Stuff The Internet Says On Scalability For January 11, 2013

Hey, it's HighScalability time:

  • 240,000,000,000 URLs : Wayback Machine; 743 billion : number of words Google analyzed to find etaoin srhldcu were the most used letters in the English language
  • Quotable Quotes:
    • @actuallyshayne : Building cloud scalability is a lot like playing a tower defense game.
    • @traviskaufman : lesson of the day: there is a major difference between "scalability" and "overcomplication"
    • @deathmtn : Sometimes it seems like that storm of discussion about massive scalability has boiled down to "avoid JOINs and other multi-table queries."
    • @rbranson : we use c1.xlarges for user caching since they need to push so many req/sec.
    • @rbranson : we've got memcache instances in an AZ with no app instances and they can push 100K PPS across AZs fine.

  • Gabriel Weinberg of DuckDuckGo on Orders of magnitude: I find framing things in orders of magnitude is a really useful way to measure progress and think about the future. Not much changes structurally if you grow by a factor of two; usually your technical and non-technical infrastructure can handle that kind of growth pretty easily. But when you grow by a factor of ten (an order of magnitude) something usually breaks. 

  • C++ and Beyond 2012: Herb Sutter - C++ Concurrency.  Wonderful talk where the key message is never block, ever. Wait free algorithms are the gold standard of concurrency. Hear that mutex? Truth: Sharing is the root of all contention. Though I fear a future where reading source code will be as much use as pasting binary file printouts to your forehead.

  • An apt metaphor for firewall security: The tragic point of their strategy is that the Romans concentrated military force at the frontier. When the Germans attacked the frontier and got in behind the Roman troops, the whole Roman territory was open. Think of the empire as a cell, and barbarian armies as viruses: Once the empire's thin outer membrane was breached, invaders had free rein to pillage the interior.

  • If you are into nerd adventure travel then you may enjoy The Dynjeeling Unlimited Part 4: Finding A Data Center Home In India by Tom Daly. It's a really interesting story. Just finding a Data Center can be interesting, but finding one in the vastness of India is doubly interesting. ** SPOILER ** : We’re pretty sure we will be placing our first India POP in Mumbai on the west coast of the country...Mumbai is able to offer us a more stable power service than the other cites are able to.

  • Thumbs up to this relatively simple thumbnail generation system using Thumbor and Cloudfront.  How Yipit Scales Thumbnailing With Thumbor and Cloudfront

  • Improving ticket spinlocks: Spinlocks, being the lowest-level synchronization mechanism in the kernel, are the target of seemingly endless attempts at performance enhancement. Now, though, some developers have identified a performance bottleneck associated with these locks and are busily trying to come up with an improved version. 

  • Relational Model Considered Obsolete. I don't really understand how Actors and the relational model relate, but the discussion is interesting. Also, Actor Model of Computation: Scalable Robust Information Systems

  • H.265 4K streams at 1080p video file sizes. The future will be televised and it will look good. Also, Netflix is building out their own CDN by deploying caches inside ISP networks.

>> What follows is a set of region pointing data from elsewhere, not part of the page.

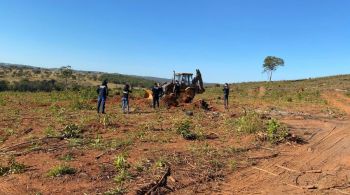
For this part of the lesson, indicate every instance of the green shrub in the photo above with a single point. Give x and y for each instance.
(71, 131)
(120, 163)
(250, 123)
(183, 128)
(61, 170)
(12, 168)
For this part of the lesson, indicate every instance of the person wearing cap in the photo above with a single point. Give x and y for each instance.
(102, 92)
(125, 98)
(176, 89)
(157, 92)
(226, 94)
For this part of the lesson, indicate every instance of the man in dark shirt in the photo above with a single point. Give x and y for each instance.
(226, 94)
(176, 90)
(157, 92)
(102, 92)
(125, 98)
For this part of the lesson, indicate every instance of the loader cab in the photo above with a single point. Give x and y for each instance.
(185, 79)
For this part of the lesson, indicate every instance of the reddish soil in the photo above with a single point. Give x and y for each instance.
(322, 166)
(319, 166)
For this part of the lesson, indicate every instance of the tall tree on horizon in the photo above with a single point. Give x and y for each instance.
(271, 63)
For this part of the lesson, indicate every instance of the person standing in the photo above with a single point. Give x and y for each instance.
(102, 92)
(176, 89)
(157, 92)
(226, 94)
(125, 98)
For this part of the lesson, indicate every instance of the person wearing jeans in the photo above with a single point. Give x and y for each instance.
(157, 92)
(226, 94)
(125, 98)
(102, 92)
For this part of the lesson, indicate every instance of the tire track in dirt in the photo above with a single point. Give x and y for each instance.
(327, 151)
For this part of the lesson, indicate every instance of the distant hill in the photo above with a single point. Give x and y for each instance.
(17, 72)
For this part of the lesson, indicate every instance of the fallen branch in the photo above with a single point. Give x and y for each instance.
(155, 186)
(263, 170)
(13, 147)
(263, 157)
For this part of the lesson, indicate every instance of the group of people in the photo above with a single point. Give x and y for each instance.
(157, 93)
(102, 91)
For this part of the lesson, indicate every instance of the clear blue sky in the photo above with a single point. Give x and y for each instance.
(227, 39)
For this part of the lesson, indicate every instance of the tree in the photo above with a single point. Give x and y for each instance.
(66, 73)
(271, 63)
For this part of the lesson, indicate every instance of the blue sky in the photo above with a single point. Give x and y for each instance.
(227, 39)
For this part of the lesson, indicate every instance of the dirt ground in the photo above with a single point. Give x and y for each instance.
(319, 165)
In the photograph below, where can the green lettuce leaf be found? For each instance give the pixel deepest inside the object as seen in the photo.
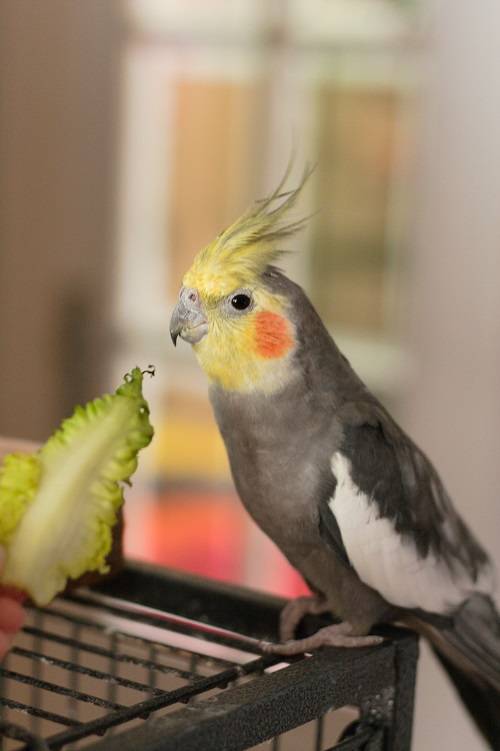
(58, 505)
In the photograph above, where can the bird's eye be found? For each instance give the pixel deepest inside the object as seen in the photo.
(240, 301)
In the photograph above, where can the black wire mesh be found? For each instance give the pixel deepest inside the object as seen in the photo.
(155, 660)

  • Process Partitioning in Distributed Systems. Ryan Smith with a good description of how to start processing data in parallel using queuing and process partitioning. 

  • Intel® 64 and IA-32 Architectures Optimization Reference Manual. Just in case you needed that extra performance boost.

  • Kurt Monash introduces a possibly interesting database, GenieDB: The heart of the GenieDB story is probably wide-area replication.

  • There's more to graph processing than just a database says Marko Rodriguez in this informative video: Graph Systems and Databases.

  • Ksankar surveys some BigData predictions for 2013: Big Data Borgs, Rise of the Big Data Machines & Revenge of the Fallen Algorithms: learning machines, ARM based servers, “… for every 25% increase in functionality of a system, there is 100% increase in complexity”,  Big Data = all data, Big Data = [Business + Technology] [Requirements + Users], Real-Time architectures will be prominent, “… big data is about sensing, algorithmic discovery and gaining deeper insight through data”.